REPUBLIKA.CO.ID,JAKARTA - Otoritas Jasa Keuangan (OJK) tengah melakukan inventarisir Lembaga Keuangan Mikro (LKM). Direktur Pengaturan Penelitian dan Pengembangan Industri Keuangan Non Bank OJK Yusman mengatakan untuk mengawasi lembaga pembiayaan berbasis komunitas, OJK nantinya akan menggandeng pemerintah daerah.
Pasalnya, jumlah LKM yang bergitu besar dan tersebar di berbagai wilayah membuat hampir mustahil pengawasan dilakukan OJK sendiri. Berdasarkan perkiraan, jumlah LKM yang tersebar di seluruh Indonesia mencapai 600 ribu unit. Jumlah permodalah inipun bervariasi.
Kemungkinan besar, kata dia, LKM yang tidak memenuhi persyaratan modal bisa berlaih fungsi menjadi agen branchless banking atau laku pandai alias lembaga keuangan tanpa kantor. Pasalnya, mau tidak mau LKM juga memerlukan permodalan yang uat untuk melayani pembiayaan masyarakat
“Mungkin sekitar 60 ribu beralih menjadi LKM, yang kecil bisa nanti menjadi agen branchles banking,” ujar dia, Rabu (10/12).
Menurutnya, berdasarkan pemetaan, tidak sampai 10 persen yang nanti tetap bertahan sebagai LKM. OJK telah menyempurnakan aturan menenai perizinan usaha dan kelembagaan LKM. Mulai Januari, LKM hanya bisa menjalankan kegiatan usaha setelah mendapatkan izin usaha dari OJK. Artinya, LKM harus mendaftarkan diri ke OJK.

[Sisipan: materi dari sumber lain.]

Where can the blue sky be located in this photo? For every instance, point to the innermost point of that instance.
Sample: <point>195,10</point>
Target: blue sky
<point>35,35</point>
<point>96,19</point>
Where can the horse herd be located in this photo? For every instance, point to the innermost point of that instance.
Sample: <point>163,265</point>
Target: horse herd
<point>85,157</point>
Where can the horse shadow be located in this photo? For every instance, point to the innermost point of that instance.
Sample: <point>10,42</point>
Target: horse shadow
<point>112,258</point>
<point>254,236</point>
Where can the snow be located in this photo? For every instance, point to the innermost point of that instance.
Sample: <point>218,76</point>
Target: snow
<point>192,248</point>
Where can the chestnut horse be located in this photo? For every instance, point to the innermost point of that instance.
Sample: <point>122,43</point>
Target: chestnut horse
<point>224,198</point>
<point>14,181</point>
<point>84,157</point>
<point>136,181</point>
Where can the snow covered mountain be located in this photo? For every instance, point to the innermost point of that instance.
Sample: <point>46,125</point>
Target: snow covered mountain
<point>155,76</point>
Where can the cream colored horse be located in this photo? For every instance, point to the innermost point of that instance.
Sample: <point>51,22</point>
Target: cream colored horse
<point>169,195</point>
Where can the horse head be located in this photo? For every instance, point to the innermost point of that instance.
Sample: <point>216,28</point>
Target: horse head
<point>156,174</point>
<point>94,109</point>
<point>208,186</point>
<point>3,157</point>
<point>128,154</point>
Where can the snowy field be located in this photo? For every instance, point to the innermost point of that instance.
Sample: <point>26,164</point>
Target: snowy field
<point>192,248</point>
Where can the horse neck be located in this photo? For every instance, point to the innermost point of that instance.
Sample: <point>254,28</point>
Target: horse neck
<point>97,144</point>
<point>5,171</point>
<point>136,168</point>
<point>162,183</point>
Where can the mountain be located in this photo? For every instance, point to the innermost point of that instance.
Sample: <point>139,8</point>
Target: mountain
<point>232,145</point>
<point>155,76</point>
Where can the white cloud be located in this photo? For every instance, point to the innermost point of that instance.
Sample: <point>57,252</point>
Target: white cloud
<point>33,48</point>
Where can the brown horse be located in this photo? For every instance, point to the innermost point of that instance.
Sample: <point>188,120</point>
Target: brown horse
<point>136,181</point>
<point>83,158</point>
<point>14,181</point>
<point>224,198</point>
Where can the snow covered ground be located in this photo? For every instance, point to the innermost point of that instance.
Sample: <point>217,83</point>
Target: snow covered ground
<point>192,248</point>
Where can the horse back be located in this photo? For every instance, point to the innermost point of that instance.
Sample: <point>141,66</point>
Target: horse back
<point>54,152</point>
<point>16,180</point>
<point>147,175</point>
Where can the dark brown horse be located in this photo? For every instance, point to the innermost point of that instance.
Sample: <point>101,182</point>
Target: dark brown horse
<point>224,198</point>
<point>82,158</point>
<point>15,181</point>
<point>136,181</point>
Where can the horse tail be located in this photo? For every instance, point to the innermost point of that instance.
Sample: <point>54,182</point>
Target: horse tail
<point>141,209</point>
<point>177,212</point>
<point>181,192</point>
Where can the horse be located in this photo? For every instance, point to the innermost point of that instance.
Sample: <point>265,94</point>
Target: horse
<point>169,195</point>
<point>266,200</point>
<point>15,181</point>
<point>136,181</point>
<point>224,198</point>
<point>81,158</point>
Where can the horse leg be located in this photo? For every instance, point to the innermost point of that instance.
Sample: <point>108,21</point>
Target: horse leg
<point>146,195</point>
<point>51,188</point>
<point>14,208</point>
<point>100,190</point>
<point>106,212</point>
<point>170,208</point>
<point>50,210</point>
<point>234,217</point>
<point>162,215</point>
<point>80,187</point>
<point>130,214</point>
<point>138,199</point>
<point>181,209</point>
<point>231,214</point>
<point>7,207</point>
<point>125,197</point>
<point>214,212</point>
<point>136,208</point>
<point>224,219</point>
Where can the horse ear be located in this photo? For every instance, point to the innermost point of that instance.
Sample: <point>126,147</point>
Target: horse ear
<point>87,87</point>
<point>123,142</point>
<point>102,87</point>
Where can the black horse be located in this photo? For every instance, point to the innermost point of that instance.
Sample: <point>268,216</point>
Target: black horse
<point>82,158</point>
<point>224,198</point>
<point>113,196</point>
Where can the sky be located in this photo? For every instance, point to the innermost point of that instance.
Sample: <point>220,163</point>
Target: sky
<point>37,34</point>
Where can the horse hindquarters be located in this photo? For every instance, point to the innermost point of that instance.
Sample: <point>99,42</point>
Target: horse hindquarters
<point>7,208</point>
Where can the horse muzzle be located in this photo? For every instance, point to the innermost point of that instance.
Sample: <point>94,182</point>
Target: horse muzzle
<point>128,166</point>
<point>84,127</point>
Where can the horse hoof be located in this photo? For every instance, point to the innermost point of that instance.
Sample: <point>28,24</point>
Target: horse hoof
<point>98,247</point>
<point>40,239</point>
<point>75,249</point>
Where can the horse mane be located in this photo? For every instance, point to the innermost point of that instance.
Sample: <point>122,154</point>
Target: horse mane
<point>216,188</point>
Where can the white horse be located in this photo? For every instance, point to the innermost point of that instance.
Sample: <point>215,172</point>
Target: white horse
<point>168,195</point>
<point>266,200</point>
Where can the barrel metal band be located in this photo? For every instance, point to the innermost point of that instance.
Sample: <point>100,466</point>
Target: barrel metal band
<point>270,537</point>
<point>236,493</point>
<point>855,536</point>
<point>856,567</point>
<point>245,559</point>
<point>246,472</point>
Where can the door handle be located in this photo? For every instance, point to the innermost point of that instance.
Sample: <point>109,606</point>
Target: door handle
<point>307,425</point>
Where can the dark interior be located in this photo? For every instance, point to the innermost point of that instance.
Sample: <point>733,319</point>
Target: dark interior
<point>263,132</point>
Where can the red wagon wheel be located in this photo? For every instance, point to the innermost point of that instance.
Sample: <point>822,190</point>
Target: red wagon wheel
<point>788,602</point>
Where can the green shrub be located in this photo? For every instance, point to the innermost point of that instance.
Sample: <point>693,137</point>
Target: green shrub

LKM yang berada di tingkat desa atau kelurahan wajib menyetorkan moda. Untuk tingkat kecamatan OJK mewajibkan jumlah minimal modal disetor sebesar Rp 100 juta. Bagi LKM di tingkat kabuoaten, jumlah minimal modal yang disetor mencapai Rp 500 juta.
Bagi LKM berbentuk PT, OJK mewajibkan peningkatan modal menjadi Rp 100 miliar. LKM berbentuk koperasi modalnya wajib Rp 50 juta. Pada ketentuan lama, penyertaan modal untuk LKM berbentuk PT hanya Rp 25 miliar. OJK memberi waktu hingga tahun 2019 bagi PT untuk memenuhi kecukupan modal ini.